Lacy’s piloting career included rising to the rank of senior captain with United Airlines, where he started as a DC-3 co-pilot when he was 19. Later in his career, Lacy moved from the airline’s propeller aircraft to jets, including the Boeing 727 and 747-400 jumbo jet.

During his airline career, he also was a fighter pilot in the California Air National Guard and a dealer demonstration pilot and salesman for Learjet.

Bowen noted during the discussion that in 2010, Lacy received the Federal Aviation Administration’s Wright Brothers Master Pilot Award, which the agency awards to pilots who have flown safely for 50 or more years.

If you can fly 50 years without killing yourself, you should probably get some kind of award.

Clay Lacy

pilot and owner of Clay Lacy Aviation

“If you can fly 50 years without killing yourself, you should probably get some kind of award,” Lacy said.

Lauderback, chief pilot and owner of Stallion 51, grew up admiring Lacy. He said when he was a child, he had a model of a World War II-era P-51 Mustang that he painted purple – Lacy won the the Reno Air Race’s Unlimited Class in 1970 in a purple P-51.

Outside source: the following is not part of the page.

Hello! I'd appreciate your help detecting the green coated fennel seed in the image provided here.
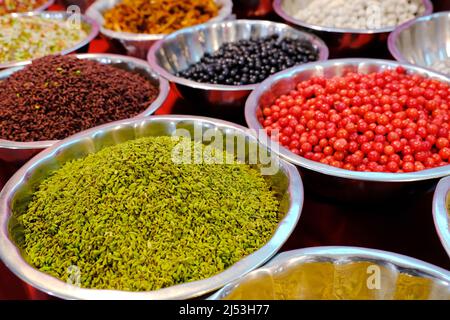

Lauderback has 21,000 flight hours, including 9,000 hours in a P-51. His career included 17 years as co-pilot, and later chief pilot, for golfing legend Arnold Palmer.

He is an instructor and demonstration pilot for the P-51, a P-51 pilot for the Air Force Heritage Flight Foundation and an FAA pilot examiner. In 2013, he was inducted into the Experimental Aircraft Association’s Warbirds of America Hall of Fame.

He owns Stallion 51, which provides orientation flights in the P-51 Mustang and T-6 Texan and offers aircraft management, sales and FAA medical certifications.

Lauderback said one of his other passions in life is falconry.

“What I’ve figured out is we don’t really know aviation,” he said. “These guys (falcons) really know how to do it well.”

West, who is a pilot, focused largely on her work as operations director at Stallion 51 and before that as special events manager at Fantasy of Flight, a central Florida aviation venue that includes a private collection of vintage aircraft.

West said she was hooked on aviation following her first flight in a single-engine Cessna. She said that was her first brush with the industry, growing up in Tennessee in a family that had no connections to the business.